Salient: Victoria University Students' Paper. Vol. 30, No. 1. 1967.
Unfinancial post grads
Unfinancial post grads
Over 20,000 self - financed students studying in Britain will be in dire financial straits because the British Government has abolished subsidies for overseas students.
Fees will be increased from £70 to £250; but in Oxford and Cambridge, fees will be increased to between £350 and £390 per year.
At present the New Zealand University Grants Committee (UGC) pays a postgraduate scholarship allowance of £650 per year.
This is meant to cover tui-tion costs, board, books and other sundry costs.
Even at £650 most New Zealand students in Britain, required some private financial support.
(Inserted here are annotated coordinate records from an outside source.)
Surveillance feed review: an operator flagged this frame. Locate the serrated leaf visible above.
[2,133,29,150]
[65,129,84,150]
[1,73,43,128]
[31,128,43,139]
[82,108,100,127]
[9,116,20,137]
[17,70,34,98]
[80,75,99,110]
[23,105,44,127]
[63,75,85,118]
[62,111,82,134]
Last year the Victoria University Council pressed the UGC for an increase of £200 in the Post Graduate Scholarship.
Although the UGC has granted an increase, up to £200 for NZ Post Graduate scholars studying in Britain a spokesman for the UGC says "no general increase has been considered."
The increases are to cover the higher fees but are unlikely to be adequate for Oxford and Cambridge where fees are to be over £350.
The British National Union of students has expressed fears that foreign governments may retaliate against British students because of the action by their government.
Since the fee increase was announced pressure groups have been active.
Most university senates or vice-chancellors have criticised the increase, and some student bodies have even decided to stage one-day boycotts of lectures.
The Principal of an Oxford College has called the measures "financial apartheid."
On February 1. a huge protest meeting organised by the National Union of Students (NUS) was held in London, and the next day 3500 students marched to the House of Commons to lobby MPs.
In Scotland. MPs (including Jo Grimond, former leader; of the Liberal Party) are helping the Scottish Union of Students oppose the fees increase.
The storm in Scotland is perhaps greater than anywhere else because there are more than 2.150 overseas students at Scottish universities, and about 1,850 more at other institutions.
Despite growing opposition the Minister of State for Education, Antony Crosland, is standing firm.
However the NUS is in a strong position and even had the minister to one of their Council meetings, to try and "negotiate."
The House of Commons has agreed to debate the fees increase shortly.